Genuine tool verification — Instead of trusting self-reported capabilities, we actually validate agent integrations through Composio, bringing a layer of accountability that doesn't exist anywhere else in the ecosystem.
A coherent multi-signal evaluation model — Combining automated benchmarks, live voice testing, web intelligence, tool verification, and community reviews into a single composite score that's actually useful for decision-making.

What we learned

Gemini's native audio model is remarkably capable for real-time voice interactions — using it directly rather than a speech-to-text-to-inference-to-TTS pipeline dramatically reduced latency and improved conversation quality.
Separating concerns pays off — Running the WebSocket server as its own service made development, debugging, and deployment significantly easier than trying to embed real-time audio handling in Next.js.
LLM-as-judge is powerful but needs structure — Giving Gemini clear rubrics, dimension definitions, and scoring scales produces consistent, reproducible evaluations.
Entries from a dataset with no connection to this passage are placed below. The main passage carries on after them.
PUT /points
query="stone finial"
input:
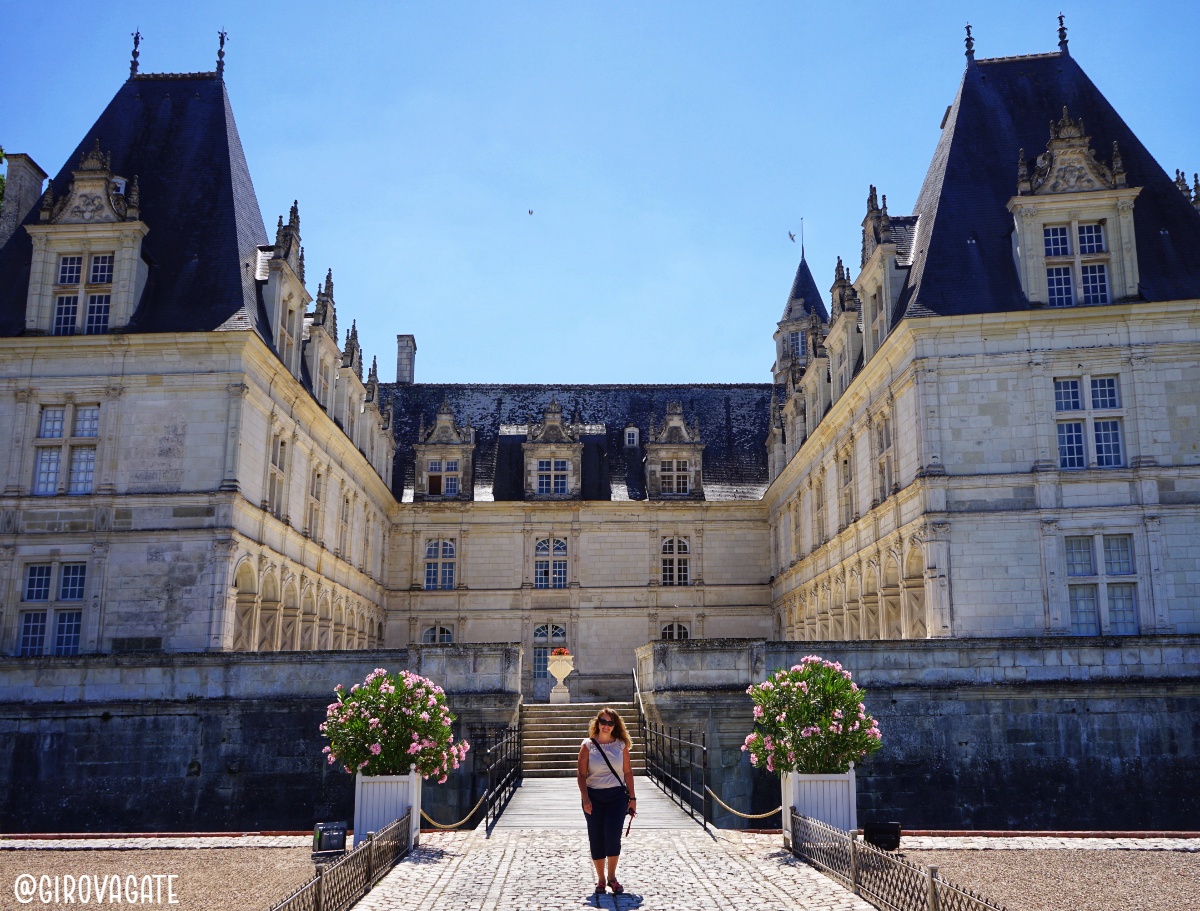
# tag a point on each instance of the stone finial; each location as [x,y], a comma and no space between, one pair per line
[1119,175]
[1023,174]
[47,202]
[133,60]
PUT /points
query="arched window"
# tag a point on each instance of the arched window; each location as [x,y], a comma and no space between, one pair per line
[439,559]
[676,630]
[550,563]
[546,637]
[676,569]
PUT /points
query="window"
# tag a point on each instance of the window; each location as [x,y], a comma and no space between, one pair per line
[796,347]
[1071,445]
[550,563]
[99,306]
[37,582]
[676,562]
[437,635]
[33,634]
[66,311]
[276,479]
[101,269]
[316,493]
[552,477]
[442,479]
[676,630]
[1104,393]
[439,563]
[1056,240]
[54,449]
[1059,291]
[1066,395]
[66,633]
[42,580]
[70,269]
[673,477]
[1105,433]
[1102,595]
[1066,267]
[545,637]
[883,463]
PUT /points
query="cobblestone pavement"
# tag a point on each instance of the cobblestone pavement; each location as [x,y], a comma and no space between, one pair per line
[661,870]
[1044,843]
[120,843]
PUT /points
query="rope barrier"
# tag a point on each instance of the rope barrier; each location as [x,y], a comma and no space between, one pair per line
[743,815]
[455,825]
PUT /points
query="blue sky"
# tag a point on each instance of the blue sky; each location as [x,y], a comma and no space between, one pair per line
[666,150]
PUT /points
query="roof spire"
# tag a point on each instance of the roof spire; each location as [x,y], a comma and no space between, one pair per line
[133,60]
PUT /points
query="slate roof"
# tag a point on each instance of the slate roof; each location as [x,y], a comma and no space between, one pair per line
[177,133]
[1002,106]
[733,423]
[804,298]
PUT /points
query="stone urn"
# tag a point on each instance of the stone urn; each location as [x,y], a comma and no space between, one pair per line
[559,666]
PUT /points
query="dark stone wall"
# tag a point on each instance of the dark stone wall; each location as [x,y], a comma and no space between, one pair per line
[1119,750]
[198,766]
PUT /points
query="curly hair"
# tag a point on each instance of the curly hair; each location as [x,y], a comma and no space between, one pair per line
[618,730]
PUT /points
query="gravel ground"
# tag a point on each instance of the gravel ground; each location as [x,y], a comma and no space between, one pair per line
[246,879]
[1066,880]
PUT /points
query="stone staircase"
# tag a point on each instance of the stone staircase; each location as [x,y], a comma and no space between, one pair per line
[552,735]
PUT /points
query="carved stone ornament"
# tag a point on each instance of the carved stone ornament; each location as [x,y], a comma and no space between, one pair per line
[1068,165]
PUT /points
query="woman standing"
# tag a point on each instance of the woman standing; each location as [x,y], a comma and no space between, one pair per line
[606,784]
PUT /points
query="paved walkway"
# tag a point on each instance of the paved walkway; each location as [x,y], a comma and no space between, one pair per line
[526,869]
[555,803]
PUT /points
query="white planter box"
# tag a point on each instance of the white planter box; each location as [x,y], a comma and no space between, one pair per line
[831,798]
[382,799]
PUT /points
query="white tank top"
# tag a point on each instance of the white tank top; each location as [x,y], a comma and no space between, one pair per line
[598,772]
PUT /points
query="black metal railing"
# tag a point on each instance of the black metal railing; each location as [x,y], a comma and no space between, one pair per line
[676,761]
[504,766]
[885,880]
[340,885]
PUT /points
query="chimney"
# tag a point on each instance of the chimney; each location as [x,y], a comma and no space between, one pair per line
[406,358]
[23,189]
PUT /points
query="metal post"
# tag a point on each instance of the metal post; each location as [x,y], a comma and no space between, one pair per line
[853,861]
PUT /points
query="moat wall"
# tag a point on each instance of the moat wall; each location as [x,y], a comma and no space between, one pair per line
[1095,733]
[214,742]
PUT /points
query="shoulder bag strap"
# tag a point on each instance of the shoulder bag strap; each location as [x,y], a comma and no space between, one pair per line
[605,757]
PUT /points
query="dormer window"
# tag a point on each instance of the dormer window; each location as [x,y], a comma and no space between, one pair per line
[443,478]
[675,477]
[552,475]
[1087,261]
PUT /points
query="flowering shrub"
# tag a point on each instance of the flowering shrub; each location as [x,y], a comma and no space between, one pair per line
[389,723]
[810,719]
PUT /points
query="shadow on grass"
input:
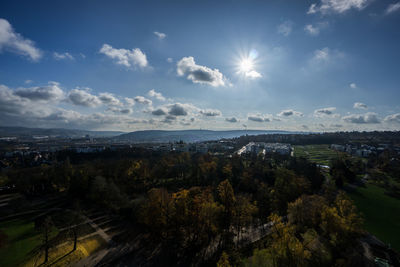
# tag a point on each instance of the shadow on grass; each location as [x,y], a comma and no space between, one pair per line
[57,260]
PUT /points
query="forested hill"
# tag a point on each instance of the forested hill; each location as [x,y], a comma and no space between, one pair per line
[189,135]
[57,132]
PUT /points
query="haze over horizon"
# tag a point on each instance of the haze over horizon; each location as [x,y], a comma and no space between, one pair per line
[321,65]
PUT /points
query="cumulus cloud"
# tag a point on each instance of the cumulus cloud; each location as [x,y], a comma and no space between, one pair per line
[337,6]
[210,112]
[285,28]
[160,35]
[353,86]
[359,105]
[178,109]
[255,118]
[367,118]
[61,56]
[231,119]
[11,103]
[109,99]
[156,95]
[169,119]
[315,29]
[394,118]
[159,112]
[125,57]
[290,112]
[129,101]
[200,74]
[51,92]
[143,100]
[253,74]
[14,42]
[120,110]
[322,54]
[310,29]
[83,98]
[259,117]
[393,8]
[324,112]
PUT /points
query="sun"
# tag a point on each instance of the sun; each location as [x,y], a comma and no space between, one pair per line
[246,65]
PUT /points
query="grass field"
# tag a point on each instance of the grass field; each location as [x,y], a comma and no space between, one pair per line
[381,213]
[320,154]
[64,256]
[21,239]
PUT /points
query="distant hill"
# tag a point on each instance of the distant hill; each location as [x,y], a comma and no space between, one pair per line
[188,135]
[53,132]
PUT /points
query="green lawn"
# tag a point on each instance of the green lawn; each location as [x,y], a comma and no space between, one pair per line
[21,239]
[381,213]
[320,154]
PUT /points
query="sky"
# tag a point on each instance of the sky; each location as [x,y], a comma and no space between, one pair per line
[301,65]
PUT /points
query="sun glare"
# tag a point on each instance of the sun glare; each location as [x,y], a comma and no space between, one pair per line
[246,65]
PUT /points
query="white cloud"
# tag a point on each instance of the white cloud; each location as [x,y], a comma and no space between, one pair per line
[367,118]
[359,105]
[14,42]
[178,109]
[393,8]
[322,54]
[312,30]
[200,74]
[260,117]
[290,112]
[61,56]
[51,92]
[125,57]
[337,6]
[160,111]
[117,110]
[129,101]
[253,74]
[285,28]
[324,112]
[143,100]
[210,112]
[394,118]
[109,99]
[83,98]
[160,35]
[156,95]
[231,119]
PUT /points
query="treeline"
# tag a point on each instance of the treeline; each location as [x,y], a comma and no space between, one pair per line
[371,138]
[205,209]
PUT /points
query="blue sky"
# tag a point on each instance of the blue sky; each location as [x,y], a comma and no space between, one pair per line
[319,65]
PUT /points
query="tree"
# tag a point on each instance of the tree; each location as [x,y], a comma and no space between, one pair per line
[285,249]
[244,211]
[45,226]
[75,219]
[223,260]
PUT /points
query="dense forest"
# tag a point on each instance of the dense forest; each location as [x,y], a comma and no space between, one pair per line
[200,209]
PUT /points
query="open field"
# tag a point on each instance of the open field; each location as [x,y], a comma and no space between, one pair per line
[381,213]
[320,154]
[21,239]
[20,243]
[64,256]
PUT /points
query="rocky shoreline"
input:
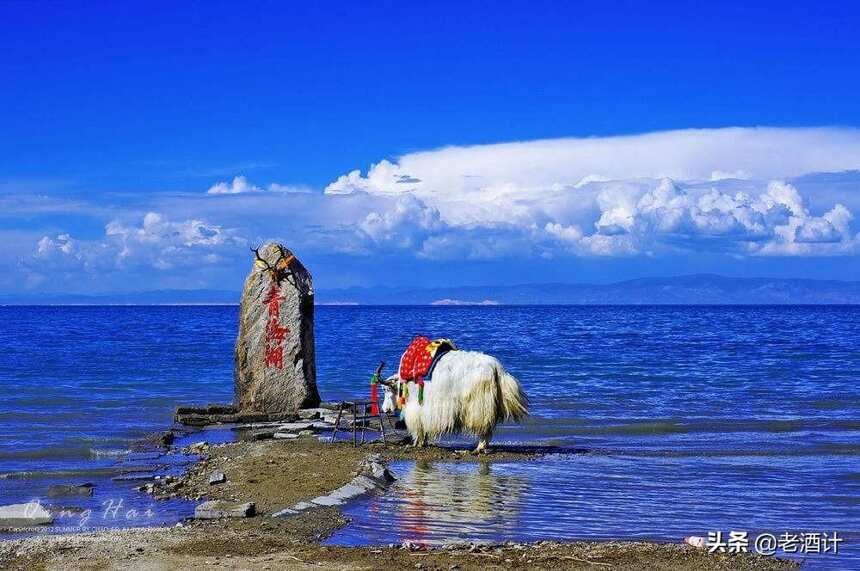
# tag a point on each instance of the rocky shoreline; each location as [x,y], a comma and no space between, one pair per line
[294,487]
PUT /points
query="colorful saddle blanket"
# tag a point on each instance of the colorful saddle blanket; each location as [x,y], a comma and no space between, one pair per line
[420,357]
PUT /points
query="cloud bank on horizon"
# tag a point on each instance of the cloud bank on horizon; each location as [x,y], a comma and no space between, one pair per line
[732,191]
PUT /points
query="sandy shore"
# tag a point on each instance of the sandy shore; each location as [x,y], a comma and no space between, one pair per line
[276,474]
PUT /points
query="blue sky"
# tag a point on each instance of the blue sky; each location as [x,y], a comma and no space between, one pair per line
[123,130]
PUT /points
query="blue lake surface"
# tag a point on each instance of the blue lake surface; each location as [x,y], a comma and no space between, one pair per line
[690,419]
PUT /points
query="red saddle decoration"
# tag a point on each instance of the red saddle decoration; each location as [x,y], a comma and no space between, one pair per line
[416,360]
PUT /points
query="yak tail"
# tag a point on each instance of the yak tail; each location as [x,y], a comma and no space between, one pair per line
[515,404]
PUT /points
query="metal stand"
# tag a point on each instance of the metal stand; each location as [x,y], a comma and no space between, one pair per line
[360,419]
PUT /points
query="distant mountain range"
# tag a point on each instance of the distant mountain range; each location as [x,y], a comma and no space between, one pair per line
[702,289]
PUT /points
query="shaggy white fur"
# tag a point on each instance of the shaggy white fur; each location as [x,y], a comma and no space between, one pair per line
[469,392]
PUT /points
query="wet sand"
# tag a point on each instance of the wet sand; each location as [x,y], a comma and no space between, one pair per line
[276,474]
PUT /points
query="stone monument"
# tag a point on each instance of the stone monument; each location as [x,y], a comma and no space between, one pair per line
[275,371]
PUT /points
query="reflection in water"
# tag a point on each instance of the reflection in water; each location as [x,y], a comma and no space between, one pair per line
[433,502]
[605,496]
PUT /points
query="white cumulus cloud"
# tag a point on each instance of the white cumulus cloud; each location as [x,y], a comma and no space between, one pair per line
[240,185]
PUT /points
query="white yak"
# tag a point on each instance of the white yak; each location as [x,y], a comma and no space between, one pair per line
[468,392]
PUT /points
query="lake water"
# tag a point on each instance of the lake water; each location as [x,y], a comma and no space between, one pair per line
[685,419]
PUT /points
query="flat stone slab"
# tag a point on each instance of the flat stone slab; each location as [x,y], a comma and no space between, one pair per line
[217,509]
[347,492]
[366,482]
[24,515]
[70,490]
[313,413]
[294,426]
[327,501]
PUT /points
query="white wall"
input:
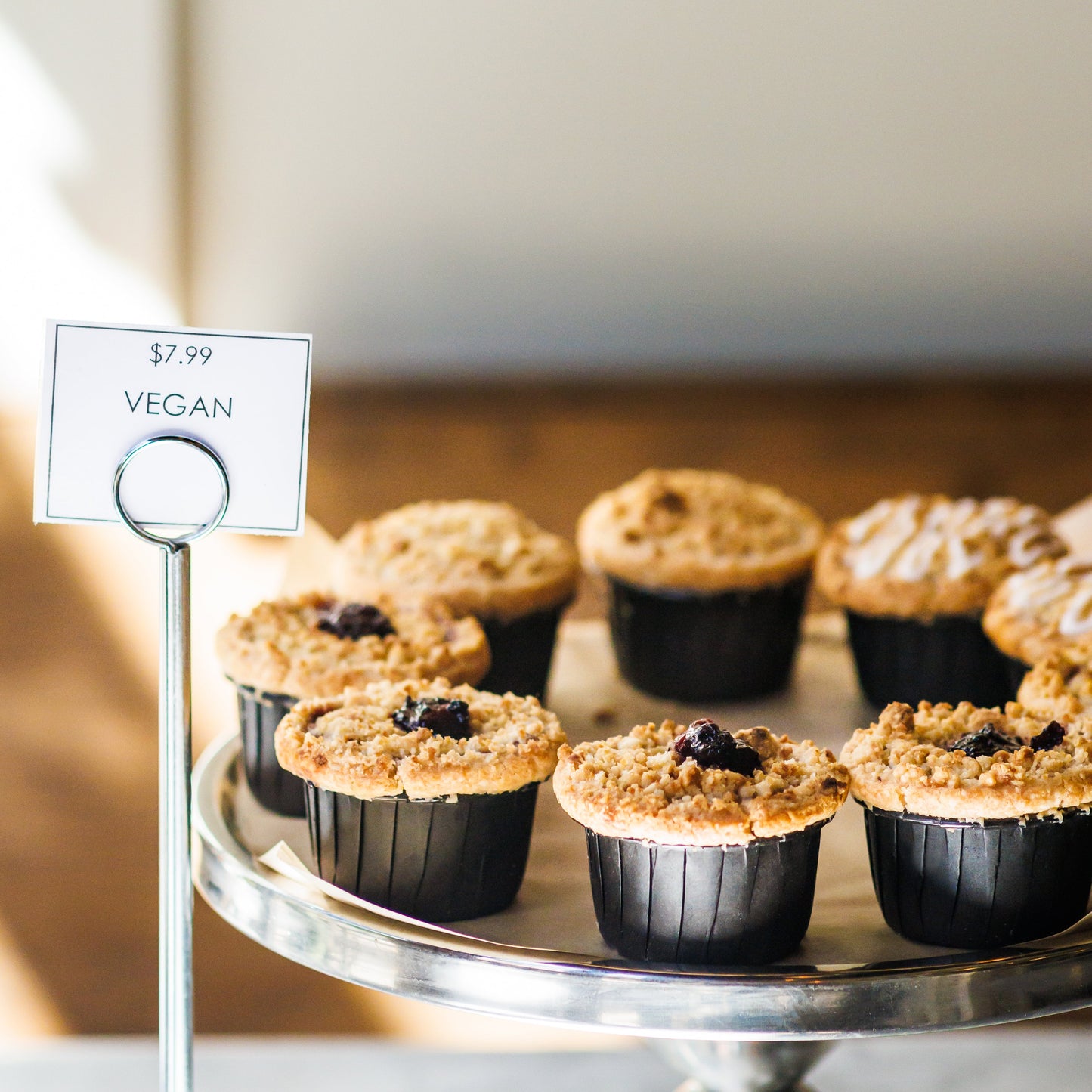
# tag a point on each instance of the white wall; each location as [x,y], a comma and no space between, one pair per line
[88,210]
[586,183]
[653,181]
Without that structure, scores drift significantly between runs.
Next.js 16's after() callbacks are a game-changer for fire-and-forget patterns — they let you return a response immediately and continue processing without needing external job queues.

What's next for Litmus

Automated regression testing — Scheduled re-benchmarks that detect when an agent's quality changes over time, with alerts for score drops.
Custom benchmark suites — Let teams define evaluation criteria specific to their domain (legal, healthcare, finance) and run those against any agent.
Agent API testing — Beyond voice and text, directly evaluate agent APIs with structured input/output testing and latency profiling.
Leaderboards and trends — Public rankings by category with historical score tracking, so users can see which agents are improving and which are declining.
Embeddable trust badges — Verified Litmus scores that agent vendors can display on their own sites, similar to app store ratings.